The county now has to have the money obligated to its various recipients by December 2024, and subsequently spent by December 2026.
“These monies may be used for bigger projects that take longer to build out than just two years,” Rosson said.
The county is wisely putting the onus on the groups who apply to receive funding to prove how their projects meet the specific criteria, as well as shown how the money will specifically be spent — this will give Rosson and the BOCC a line-by-line reports that can be used for any potential auditing.
BOCC Chairman Mike Fitzgerald discussed how the $2.5 million will likely be split, with the county using $500,000 to do some backfill for projects that directly benefit the courthouse, such as its heating and cooling system — which, by upgrading, can improve the air quality of the aging building. The rest of the money will be available at the external project level.
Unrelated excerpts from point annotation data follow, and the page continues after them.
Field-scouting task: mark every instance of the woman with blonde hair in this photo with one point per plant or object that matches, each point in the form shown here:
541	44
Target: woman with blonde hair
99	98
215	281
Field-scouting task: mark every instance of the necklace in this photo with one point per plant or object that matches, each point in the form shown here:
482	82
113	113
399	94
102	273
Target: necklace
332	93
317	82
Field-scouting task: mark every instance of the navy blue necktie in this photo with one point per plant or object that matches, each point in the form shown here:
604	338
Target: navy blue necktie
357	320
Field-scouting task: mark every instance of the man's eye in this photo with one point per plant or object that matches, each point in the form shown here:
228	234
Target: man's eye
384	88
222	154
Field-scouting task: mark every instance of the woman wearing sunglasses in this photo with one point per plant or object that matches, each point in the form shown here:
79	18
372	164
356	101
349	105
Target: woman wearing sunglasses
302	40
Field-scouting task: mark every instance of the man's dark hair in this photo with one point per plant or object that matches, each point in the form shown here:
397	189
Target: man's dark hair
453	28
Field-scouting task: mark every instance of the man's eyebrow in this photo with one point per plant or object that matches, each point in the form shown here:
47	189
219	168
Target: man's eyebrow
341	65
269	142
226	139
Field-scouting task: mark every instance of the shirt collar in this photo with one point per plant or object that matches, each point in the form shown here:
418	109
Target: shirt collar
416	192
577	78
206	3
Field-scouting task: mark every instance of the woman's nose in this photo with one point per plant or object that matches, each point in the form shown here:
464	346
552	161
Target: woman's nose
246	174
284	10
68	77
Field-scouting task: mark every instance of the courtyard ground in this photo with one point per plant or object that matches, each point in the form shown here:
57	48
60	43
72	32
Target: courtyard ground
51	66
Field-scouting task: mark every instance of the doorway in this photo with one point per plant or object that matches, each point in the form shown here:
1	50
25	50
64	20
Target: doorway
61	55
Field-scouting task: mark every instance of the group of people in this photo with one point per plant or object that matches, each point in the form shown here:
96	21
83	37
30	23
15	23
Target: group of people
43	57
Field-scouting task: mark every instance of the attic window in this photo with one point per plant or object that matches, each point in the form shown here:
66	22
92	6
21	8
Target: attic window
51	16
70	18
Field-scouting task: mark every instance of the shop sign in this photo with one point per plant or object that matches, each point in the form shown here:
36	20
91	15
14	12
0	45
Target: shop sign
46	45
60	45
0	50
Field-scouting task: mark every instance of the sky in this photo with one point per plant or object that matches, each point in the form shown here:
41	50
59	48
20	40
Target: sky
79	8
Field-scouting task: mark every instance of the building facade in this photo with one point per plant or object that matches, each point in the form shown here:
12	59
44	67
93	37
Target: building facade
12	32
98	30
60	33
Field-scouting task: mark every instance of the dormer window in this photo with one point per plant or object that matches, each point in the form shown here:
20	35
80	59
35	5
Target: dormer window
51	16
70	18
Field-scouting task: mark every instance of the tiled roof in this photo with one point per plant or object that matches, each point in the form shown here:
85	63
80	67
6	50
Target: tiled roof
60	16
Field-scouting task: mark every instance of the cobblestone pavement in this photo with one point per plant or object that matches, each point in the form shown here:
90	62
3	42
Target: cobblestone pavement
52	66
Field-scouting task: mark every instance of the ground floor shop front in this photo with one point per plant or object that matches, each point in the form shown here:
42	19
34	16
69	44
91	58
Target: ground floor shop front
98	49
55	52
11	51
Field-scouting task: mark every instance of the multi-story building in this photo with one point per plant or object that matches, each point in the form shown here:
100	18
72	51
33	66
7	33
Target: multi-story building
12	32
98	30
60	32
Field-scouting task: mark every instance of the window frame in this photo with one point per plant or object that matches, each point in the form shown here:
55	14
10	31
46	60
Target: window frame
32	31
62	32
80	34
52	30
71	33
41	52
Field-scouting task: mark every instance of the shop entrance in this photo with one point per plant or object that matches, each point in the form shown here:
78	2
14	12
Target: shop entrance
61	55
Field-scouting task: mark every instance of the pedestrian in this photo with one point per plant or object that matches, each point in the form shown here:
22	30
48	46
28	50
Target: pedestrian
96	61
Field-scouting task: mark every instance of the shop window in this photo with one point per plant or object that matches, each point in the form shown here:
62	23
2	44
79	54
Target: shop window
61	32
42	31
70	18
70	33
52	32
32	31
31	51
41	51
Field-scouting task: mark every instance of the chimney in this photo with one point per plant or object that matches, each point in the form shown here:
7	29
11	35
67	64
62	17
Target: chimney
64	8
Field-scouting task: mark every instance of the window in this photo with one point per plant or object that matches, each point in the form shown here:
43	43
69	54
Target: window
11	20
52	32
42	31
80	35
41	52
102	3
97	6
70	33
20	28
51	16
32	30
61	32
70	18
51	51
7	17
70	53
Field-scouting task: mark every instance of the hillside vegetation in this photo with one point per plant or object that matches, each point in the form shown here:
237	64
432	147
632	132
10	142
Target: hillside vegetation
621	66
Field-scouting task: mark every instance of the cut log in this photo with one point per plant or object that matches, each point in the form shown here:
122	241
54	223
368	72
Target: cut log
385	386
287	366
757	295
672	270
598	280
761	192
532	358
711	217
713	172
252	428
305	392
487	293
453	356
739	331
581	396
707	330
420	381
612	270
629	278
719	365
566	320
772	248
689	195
“We know that we’re going to look at projects with the highest need, as well as getting the most for our money,” Fitzgerald said. “We may even see where there might be places where we can combine funds for even bigger impacts… Things like grant matches, or if a project needs a small nudge in order to get off the ground. But we also have some internal county needs that can be covered here as well.”
Rosson will serve as the contact to send project funding requests to the county. Funding requests that follow Treasury guidelines will be evaluated for highest long-term impact that align with the local community’s needs.